São 867.196 jovens de 16 a 18 anos que decidiram tirar o título de eleitor nestes Estados somente entre janeiro e abril deste ano, em meio a intensa campanha do TSE e que contou com o apoio de artistas, jornalistas e influenciadores digitais. É o que revela os dados reunidos pelo TSE nesta quinta-feira (5). O maior aumento ocorreu na Paraíba, onde o número de novos eleitores quase dobrou. De 26 mil para 51 mil novos cadastros foram realizados.

Fora deste 6 Estados, se destaca ainda Roraima, que teve um salto de 74% no registro, mas que por ter a menor população do país, contou com pouco mais de 9.000 novos eleitores.

Somente em abril, último mês para o registro e quando a campanha foi intensificada, foram mais de 450 mil novos eleitores aptos a votas nas eleições de outubro deste ano. Aumentando a diferença entre eleitores mulheres e homens, elas são maioria entre os novos cadastrados, com 18% a mais que eles:

Três meses atrás, a história traçada para as eleições de 2022 seria a do pleito com menor participação dos jovens entre 16 e 18 anos desde o retorno à democracia brasileira. Em fevereiro deste ano, apenas 830 mil jovens tinham tirado seu título de eleitor - o equivalente a 13,6% da atual população brasileira nesta faixa etária. Para jovens de 16 e 17 anos, o voto não é obrigatório.

No entanto, depois de uma mobilização que levou ao engajamento até de dois astros hollywoodianos, Leonardo DiCaprio e Mark Ruffalo, e que irritou o presidente brasileiro Jair Bolsonaro (PL), a tendência foi revertida em cerca de 90 dias.

Os cartórios eleitorais registraram 1.107.618 novas eleitoras em 2022, contra 935.199 homens. Um dado que pode desfavorecer o presidente Jair Bolsonaro (PP). Nas últimas eleições, o ex-capitão tinha ampla vantagem entre homens de meia idade. O candidato rival em 2018, Fernando Haddad (PT-SP) perdia para Bolsonaro em todas as faixas de idade exceto a de 16 a 24, segundo a última pesquisa antes daquele segundo.

Entre os homens, o presidente possuía à época 10 pontos de vantagem, contra apenas 1% quando computadas apenas as mulheres. Levantamento feito pela Globonews mostra que as mulheres nunca foram tão majoritárias entre os eleitores. Em março, período com dados mais atualizados disponíveis, as mulheres possuíam 78,4 milhões de títulos - 8,5 milhões a mais do que os homens (69,8 milhões).

O presidente do TSE, Ministro Edson Fachin, elogiou na quarta-feira o aumento do eleitorado jovem e o trabalho dos tribunais regionais para que isso ocorresse. Durante a abertura da sessão no TSE, Fachin afirmou: “A juventude brasileira foi convocada a participar das eleições brasileiras em outubro. E a resposta foi impressionante. Bom lembrar que a Justiça Eleitoral sempre realiza campanhas de conscientização e incentivo ao eleitorado como um todo, em especial dos jovens”, disse naquela manhã. “Desta vez, o que vimos foi a sociedade brasileira pela democracia.”
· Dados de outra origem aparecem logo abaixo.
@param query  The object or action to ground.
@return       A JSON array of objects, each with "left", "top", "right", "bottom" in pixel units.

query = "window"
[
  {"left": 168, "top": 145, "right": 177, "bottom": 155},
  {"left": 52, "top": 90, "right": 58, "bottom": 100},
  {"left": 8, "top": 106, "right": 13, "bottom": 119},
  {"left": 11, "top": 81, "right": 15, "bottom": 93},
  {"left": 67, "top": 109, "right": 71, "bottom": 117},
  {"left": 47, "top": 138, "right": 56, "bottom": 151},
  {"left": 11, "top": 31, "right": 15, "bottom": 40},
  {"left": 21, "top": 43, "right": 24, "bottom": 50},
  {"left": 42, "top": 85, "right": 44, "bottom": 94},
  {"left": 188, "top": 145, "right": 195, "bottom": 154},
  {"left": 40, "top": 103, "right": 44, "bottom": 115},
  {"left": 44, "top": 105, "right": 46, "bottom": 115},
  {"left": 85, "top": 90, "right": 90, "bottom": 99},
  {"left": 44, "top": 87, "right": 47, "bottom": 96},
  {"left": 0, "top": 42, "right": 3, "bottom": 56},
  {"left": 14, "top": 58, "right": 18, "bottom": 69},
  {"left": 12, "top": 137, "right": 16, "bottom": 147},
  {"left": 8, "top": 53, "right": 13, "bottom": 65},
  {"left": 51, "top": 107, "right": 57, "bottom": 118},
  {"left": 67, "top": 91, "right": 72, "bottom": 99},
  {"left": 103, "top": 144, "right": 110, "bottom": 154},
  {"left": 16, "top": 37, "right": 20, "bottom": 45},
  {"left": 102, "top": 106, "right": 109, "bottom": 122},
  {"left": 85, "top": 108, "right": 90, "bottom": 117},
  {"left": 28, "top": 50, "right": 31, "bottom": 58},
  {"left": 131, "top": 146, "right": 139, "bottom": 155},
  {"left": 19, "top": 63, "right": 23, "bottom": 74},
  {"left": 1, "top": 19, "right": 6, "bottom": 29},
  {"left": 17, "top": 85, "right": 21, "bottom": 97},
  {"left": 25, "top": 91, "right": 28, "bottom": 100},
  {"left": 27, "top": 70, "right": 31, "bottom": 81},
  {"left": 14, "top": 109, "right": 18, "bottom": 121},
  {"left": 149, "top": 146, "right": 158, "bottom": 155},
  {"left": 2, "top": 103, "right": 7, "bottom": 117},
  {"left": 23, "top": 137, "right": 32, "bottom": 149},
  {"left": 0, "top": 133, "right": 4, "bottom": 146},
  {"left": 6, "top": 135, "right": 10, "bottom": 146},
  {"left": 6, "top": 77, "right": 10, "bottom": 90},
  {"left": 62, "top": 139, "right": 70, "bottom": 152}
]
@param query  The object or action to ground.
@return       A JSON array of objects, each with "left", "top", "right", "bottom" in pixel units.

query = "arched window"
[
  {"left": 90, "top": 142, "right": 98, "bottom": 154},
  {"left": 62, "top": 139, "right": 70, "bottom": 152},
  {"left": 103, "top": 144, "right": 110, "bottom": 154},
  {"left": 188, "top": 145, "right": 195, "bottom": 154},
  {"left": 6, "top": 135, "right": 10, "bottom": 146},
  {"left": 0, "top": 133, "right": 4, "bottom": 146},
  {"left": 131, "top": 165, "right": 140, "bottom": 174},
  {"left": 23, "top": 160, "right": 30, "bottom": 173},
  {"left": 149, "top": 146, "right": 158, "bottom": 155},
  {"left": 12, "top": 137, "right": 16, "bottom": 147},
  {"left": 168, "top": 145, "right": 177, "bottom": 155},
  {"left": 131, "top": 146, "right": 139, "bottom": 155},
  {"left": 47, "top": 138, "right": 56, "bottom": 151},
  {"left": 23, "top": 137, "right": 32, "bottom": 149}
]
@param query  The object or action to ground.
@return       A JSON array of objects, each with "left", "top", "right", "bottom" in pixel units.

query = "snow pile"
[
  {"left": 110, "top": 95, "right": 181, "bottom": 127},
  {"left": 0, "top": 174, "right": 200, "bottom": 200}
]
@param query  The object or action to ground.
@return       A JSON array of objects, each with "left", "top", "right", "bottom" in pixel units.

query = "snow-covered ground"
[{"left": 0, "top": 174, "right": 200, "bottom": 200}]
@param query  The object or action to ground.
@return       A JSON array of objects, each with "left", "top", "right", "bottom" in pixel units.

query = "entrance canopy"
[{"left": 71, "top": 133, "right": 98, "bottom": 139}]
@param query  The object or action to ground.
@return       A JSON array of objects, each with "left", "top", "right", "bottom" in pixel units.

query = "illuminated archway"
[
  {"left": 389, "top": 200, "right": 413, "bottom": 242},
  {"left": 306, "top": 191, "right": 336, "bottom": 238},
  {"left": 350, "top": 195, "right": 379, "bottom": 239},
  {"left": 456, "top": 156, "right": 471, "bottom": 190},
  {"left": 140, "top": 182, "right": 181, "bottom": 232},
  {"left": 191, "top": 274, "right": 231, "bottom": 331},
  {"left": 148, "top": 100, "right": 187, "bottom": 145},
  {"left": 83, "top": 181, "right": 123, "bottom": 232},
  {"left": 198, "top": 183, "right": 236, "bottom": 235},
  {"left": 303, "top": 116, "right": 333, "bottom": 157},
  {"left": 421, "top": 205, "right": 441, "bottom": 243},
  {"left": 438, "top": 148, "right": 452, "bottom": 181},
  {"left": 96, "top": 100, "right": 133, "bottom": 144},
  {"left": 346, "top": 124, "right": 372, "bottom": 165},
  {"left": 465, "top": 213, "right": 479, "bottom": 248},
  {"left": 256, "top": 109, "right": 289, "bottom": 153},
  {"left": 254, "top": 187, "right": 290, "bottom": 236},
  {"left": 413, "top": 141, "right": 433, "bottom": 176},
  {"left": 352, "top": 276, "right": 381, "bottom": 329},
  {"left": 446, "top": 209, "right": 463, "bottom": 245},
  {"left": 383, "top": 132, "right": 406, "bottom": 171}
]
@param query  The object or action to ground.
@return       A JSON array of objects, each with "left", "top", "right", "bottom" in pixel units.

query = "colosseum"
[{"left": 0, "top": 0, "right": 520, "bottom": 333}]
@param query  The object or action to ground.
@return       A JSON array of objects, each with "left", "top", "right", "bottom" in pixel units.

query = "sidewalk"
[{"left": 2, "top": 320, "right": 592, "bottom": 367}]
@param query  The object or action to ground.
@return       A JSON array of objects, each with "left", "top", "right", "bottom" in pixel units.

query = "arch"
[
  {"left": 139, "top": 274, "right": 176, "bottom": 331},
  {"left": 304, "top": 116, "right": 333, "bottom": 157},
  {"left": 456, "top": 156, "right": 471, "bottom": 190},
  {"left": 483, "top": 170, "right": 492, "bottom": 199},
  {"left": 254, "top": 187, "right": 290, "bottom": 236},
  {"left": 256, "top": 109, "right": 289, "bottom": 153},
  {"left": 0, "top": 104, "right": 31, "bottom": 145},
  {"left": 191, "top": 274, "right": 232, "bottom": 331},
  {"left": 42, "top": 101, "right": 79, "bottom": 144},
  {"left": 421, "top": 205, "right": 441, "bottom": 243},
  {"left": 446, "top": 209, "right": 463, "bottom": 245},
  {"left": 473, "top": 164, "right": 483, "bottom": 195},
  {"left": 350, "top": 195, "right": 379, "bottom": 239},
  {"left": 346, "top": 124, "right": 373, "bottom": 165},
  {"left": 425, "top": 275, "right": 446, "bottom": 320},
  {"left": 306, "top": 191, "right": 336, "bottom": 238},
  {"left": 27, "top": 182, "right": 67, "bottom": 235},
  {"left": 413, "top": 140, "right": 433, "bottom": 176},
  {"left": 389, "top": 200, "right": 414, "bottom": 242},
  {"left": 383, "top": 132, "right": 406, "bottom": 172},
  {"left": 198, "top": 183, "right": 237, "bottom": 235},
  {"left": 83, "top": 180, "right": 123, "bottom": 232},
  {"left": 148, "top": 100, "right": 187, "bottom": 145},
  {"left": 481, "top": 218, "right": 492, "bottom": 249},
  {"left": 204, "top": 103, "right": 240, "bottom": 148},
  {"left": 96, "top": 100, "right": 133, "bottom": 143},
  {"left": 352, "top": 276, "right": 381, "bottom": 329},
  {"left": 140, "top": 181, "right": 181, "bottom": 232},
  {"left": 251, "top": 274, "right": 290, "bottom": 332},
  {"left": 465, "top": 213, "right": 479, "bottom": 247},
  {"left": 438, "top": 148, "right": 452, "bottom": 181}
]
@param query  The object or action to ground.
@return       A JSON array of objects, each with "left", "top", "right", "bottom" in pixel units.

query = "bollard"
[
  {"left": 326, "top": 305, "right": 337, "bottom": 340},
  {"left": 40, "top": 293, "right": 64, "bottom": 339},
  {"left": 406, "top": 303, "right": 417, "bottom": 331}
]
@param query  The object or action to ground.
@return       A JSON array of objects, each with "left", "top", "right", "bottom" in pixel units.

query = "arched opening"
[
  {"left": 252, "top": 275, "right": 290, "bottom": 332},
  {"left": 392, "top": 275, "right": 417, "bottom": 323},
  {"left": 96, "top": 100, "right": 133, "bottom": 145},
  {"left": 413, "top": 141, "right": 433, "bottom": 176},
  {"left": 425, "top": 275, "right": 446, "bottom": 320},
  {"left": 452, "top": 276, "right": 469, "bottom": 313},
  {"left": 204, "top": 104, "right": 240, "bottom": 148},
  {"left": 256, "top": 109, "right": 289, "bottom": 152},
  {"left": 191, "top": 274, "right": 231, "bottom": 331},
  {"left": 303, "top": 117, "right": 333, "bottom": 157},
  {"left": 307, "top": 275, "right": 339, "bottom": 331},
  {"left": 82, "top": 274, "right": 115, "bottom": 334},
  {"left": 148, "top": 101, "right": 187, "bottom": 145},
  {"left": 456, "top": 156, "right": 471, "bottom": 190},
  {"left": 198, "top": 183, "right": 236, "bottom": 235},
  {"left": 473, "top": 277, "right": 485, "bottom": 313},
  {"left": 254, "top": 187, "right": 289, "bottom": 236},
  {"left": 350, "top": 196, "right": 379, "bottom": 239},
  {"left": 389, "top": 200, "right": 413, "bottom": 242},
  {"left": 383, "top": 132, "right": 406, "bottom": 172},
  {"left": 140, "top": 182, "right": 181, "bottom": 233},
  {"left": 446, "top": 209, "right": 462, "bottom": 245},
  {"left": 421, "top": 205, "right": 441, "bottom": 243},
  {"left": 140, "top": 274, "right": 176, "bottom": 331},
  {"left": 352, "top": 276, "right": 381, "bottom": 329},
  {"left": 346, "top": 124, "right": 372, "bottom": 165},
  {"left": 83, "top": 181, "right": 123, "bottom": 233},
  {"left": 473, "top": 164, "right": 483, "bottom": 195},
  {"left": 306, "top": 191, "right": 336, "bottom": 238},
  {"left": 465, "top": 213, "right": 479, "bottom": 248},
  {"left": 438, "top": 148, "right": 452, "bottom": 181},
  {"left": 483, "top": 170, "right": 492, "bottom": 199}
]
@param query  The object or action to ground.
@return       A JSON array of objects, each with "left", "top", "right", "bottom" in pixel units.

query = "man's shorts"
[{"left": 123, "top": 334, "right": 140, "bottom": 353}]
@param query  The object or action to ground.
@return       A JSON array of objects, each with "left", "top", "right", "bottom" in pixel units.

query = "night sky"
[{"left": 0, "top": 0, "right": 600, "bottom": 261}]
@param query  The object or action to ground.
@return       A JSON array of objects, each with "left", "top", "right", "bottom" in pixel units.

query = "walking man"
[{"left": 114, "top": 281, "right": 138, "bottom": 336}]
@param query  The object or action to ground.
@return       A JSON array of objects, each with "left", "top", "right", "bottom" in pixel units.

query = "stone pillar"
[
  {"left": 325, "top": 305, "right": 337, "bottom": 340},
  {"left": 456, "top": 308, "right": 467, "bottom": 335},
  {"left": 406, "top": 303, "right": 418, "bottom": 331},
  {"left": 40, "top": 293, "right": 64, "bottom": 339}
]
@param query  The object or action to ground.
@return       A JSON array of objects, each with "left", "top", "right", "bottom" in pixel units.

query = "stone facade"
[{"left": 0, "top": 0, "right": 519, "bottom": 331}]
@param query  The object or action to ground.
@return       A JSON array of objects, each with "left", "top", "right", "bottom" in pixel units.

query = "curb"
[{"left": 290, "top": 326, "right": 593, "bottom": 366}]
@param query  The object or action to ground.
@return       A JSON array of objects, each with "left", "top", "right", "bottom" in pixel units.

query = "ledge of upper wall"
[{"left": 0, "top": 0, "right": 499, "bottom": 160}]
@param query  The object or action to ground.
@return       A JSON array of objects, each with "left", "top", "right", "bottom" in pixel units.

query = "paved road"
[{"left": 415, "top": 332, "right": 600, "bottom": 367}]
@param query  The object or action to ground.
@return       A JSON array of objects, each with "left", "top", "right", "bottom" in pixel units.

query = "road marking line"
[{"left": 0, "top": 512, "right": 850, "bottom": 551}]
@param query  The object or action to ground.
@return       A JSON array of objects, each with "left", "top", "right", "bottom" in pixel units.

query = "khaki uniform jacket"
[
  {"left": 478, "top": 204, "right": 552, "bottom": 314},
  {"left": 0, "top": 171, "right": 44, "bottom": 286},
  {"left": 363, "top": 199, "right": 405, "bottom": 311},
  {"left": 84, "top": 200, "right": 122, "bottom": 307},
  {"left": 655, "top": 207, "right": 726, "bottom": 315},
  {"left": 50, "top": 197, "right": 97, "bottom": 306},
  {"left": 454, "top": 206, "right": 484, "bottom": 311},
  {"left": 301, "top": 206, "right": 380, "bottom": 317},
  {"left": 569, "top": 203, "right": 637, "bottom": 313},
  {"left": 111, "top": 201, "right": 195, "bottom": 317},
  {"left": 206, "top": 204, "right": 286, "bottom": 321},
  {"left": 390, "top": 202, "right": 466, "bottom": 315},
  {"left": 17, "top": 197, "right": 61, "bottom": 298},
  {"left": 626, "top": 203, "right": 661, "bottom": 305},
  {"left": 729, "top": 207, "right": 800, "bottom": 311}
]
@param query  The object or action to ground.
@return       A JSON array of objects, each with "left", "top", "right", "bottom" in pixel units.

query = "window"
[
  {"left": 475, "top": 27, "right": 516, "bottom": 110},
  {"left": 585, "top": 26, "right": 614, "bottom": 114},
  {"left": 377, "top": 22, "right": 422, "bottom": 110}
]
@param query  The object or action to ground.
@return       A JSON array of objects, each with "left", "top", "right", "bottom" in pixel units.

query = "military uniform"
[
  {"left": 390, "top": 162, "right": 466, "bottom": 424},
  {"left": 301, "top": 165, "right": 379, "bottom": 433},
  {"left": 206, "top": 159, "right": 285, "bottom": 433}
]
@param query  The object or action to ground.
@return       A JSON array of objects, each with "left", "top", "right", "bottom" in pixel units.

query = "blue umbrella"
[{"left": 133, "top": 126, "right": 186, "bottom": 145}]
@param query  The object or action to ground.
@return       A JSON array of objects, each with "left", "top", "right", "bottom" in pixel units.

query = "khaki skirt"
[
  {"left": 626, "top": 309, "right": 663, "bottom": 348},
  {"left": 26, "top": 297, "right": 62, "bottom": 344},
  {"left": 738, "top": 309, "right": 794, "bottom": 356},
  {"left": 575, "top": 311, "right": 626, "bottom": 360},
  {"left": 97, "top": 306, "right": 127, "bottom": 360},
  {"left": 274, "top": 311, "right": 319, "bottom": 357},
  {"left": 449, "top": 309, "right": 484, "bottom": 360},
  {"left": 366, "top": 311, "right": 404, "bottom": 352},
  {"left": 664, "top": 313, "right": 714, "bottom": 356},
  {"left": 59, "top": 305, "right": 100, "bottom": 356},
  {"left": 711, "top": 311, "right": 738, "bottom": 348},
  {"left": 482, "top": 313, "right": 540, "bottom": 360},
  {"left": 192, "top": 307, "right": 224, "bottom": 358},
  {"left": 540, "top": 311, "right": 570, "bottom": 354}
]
O número de 2 milhões de novos eleitores jovens representa um aumento de 47,2% em relação ao mesmo período de 2018 e de 57,4% quando comparado aos quatro primeiros meses de 2014 – dois anos eleitorais. Segundo Fachin, esse é o resultado de uma mobilização encabeçada pelo TSE.

Os Estados com pior desempenho nestas eleições em relação a 2018 são Rondônia, Mato Grosso do Sul e Amapá, cadastrando pouco mais de 12% a mais que em 2018, no caso deste último, e 2% no caso do primeiro. Neste mesmo intervalo a população brasileira aumentou 2,3%.

O primeiro turno das eleições 2022 ocorrerá no dia 2 de outubro, e o segundo turno, caso necessário, será realizado no dia 30 de outubro. Em ambos os turnos, a votação ocorre das 8h da manhã até às 17h da tarde. Imediatamente a partir das 17h da tarde já começam a ser apurados e divulgados os resultados para todos os cargos eletivos votados naquele dia.